MATT REMICK (SETH ROGEN)
Illustration by Brian Taylor
It’s safe to assume that the head of Continental Films is an amalgam of every beleaguered exec Rogen has encountered since his breakout at 17 on Freaks and Geeks, when mentor Judd Apatow reportedly warned him that the studio suits were “operating out of a place of sheer panic.” Given how much Rogen and co-writer Evan Goldberg seem to have drawn from their Sony experience in the mid-2010s, it’s tempting to seek corollaries for Matt Remick in the similarly named Matt Tolmach and Doug Belgrad, who worked under Amy Pascal as co-presidents of production. Current Sony CEO Tom Rothman, for what it’s worth, introduced to himself at CinemaCon as “Seth Rogen.” The one person Rogen has cited is 20th Century’s Steve Asbell, who once joked to him, “I got into this because I love movies, and now it’s my job to ruin them.”
SAL SAPERSTEIN (IKE BARINHOLTZ)
Illustration by Brian Taylor
“Everyone has a Sal in their office, someone high up who’s always taking a call in the hallway just loud enough for the whole floor to hear,” observes Bailey, of the Hollywood insider Instagram account Assistants vs. Agents. In other words, he has no idea who the real Sal Saperstein is, either. Barinholtz certainly isn’t giving away many clues. All he’s revealed is that the character is cobbled together from a variety of studio execs he’s dealt with over the years. “When they’re watching the show,” he recently shared, “they might be like, ‘I think I said that one time.’ ”
MAYA MASON (KATHRYN HAHN)
Illustration by Brian Taylor
Hahn has been slippery about the inspirations for her overly caffeinated, expletive-spewing head of marketing, saying during a recent interview that Maya was based on “a tapestry of women.” That tapestry may well include strands of Blair Rich, marketing chief at Legendary, and Sue Kroll, Amazon MGM’s marketing boss, both of whom have Maya-like résumés (and temperaments). But there might be threads of Sue Mengers as well. Rogen could have encountered the late, famously outrageous agent back when he made 2012’s The Guilt Trip with Mengers’ client Barbra Streisand.
QUINN HACKETT (CHASE SUI WONDERS)
Illustration by Brian Taylor
Though Wonders has not named a specific inspiration for Quinn, the assistant turned junior executive, she has provided a key observation: “[Quinn] is so a nepo baby,” Wonders tells The Hollywood Reporter. “Her apartment is insane.
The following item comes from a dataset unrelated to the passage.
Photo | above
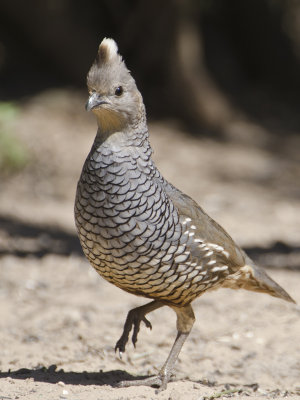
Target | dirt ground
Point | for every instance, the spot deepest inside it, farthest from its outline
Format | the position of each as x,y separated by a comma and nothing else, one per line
59,321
I walked into set and I was like, ‘Wow, Seth and Evan, her nepotism is really showing.’ ” One can only guess at commonalities with other executives with familiar last names, including Warner Bros.’ Courtenay Valenti, Marvel’s Brian Chapek and Amy Pascal protégé (and Anthony Minghella daughter) Hannah Minghella of Netflix.
GRIFFIN MILL (BRYAN CRANSTON)
Illustration by Brian Taylor
Rogen has said the inspiration for the flinty but flamboyant billionaire is David Zaslav — it’s not hard to imagine the mogul who nearly shuttered TCM greenlighting a live-action Kool-Aid tentpole. But initially, Rogen had a more buttoned-up personality in mind (“More like a Michael Lynton-type … a boring, scary-suit kind of guy”), so some of that DNA might linger. Sartorially, the ascot-wearing dandy owes a debt to the late Bob Evans, whose Beverly Hills mansion, incidentally, is now owned by Warners chief Zas. Or take Griffin Mill’s name at face value: This is who Tim Robbins’ character in The Player has become 33 years later.
PATTY LEIGH (CATHERINE O’HARA)
Illustration by Brian Taylor
No mystery here — just look at the hair. Plus, Rogen has been transparent about whom this character is based on. “Amy is someone who was a huge mentor,” he’s said of Pascal, who ran Sony when he had his overall deal with the studio. Really, about the only one who isn’t entirely sure who Patty is supposed to be is the actress who plays her. “I did not go into researching too much about her,” O’Hara has said. “I didn’t want to be accused of playing anyone in particular.” (We’re throwing in a pinch of Amazon’s recently booted chief Jen Salke because she’s made the character suddenly seem zeitgeisty.)